Los estúpidos del poder tienen la arrogancia de quien confunde silencio con olvido. Caminan inflados de autosuficiencia, convencidos de que operan desde un escondite maestro, cuando en realidad están parados frente a un ventanal con las cortinas abiertas. Se mueven con el descaro del que cree que nadie escucha, usan al chofer como testaferro como si eso engañara a alguien, montan empresas en Panamá como si fueran invisibles, y sueltan veneno desde cuentas anónimas creyendo que el mundo no los tiene ubicados.
Pero aquí todo se sabe. Siempre se ha sabido. Se sabe quién es, cómo reparte, con quién hizo y hace negocios, quién le abre puertas y quién le calienta la cama. Se saben sus horarios, sus vicios, sus rutas y sus caprichos. La idea de anonimato es solo suya; para todos los demás, su nombre lleva rato circulando en voz baja, en los mismos pasillos donde se negocian favores y se cuentan pecados sin filtro.
Pueden subirse a su yipeta blindada y sentirse impenetrables, pero el plomo nunca fue su problema: su verdadero enemigo es el escrutinio público. Y ese no se esquiva, no se negocia, no se mata. Ese llega como llega la tormenta: de repente, sin pedir permiso y sin ofrecer refugio. Y cuando llega, se acaba el guaperío y empiezan los cólicos. No hay antidiarreico que aguante el peso de la verdad cuando esta toca la puerta.

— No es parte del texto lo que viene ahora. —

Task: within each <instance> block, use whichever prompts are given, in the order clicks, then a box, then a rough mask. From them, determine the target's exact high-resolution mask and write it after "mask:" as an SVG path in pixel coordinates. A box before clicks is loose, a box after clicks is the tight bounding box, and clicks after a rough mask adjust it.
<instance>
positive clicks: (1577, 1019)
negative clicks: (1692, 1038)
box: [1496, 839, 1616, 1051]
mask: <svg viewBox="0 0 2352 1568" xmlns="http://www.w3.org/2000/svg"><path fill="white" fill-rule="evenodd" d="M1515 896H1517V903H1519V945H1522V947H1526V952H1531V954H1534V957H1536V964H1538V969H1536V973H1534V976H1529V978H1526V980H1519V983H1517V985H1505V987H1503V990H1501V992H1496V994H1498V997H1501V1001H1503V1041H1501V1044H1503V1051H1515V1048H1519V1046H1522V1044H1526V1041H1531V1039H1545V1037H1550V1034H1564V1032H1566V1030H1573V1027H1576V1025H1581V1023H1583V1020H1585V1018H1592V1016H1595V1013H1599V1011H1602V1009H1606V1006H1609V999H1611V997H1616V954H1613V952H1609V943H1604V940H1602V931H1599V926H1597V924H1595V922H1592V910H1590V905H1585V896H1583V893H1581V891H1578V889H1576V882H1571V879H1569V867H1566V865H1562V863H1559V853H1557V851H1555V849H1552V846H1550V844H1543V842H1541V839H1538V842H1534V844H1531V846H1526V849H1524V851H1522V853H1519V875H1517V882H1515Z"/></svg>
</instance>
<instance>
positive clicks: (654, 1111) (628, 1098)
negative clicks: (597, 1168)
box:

Mientras ellos jugaban a ser estrategas, su obra ya estaba pudriéndose por debajo. El agua empezó a filtrarse hace rato: un contrato mal armado, una empresa sospechosa, un chofer que sabe demasiado, un comentario fuera de lugar. Las grietas no nacen en público; se gestan en la arrogancia. Y cuando revientan, no hay blindaje que sirva.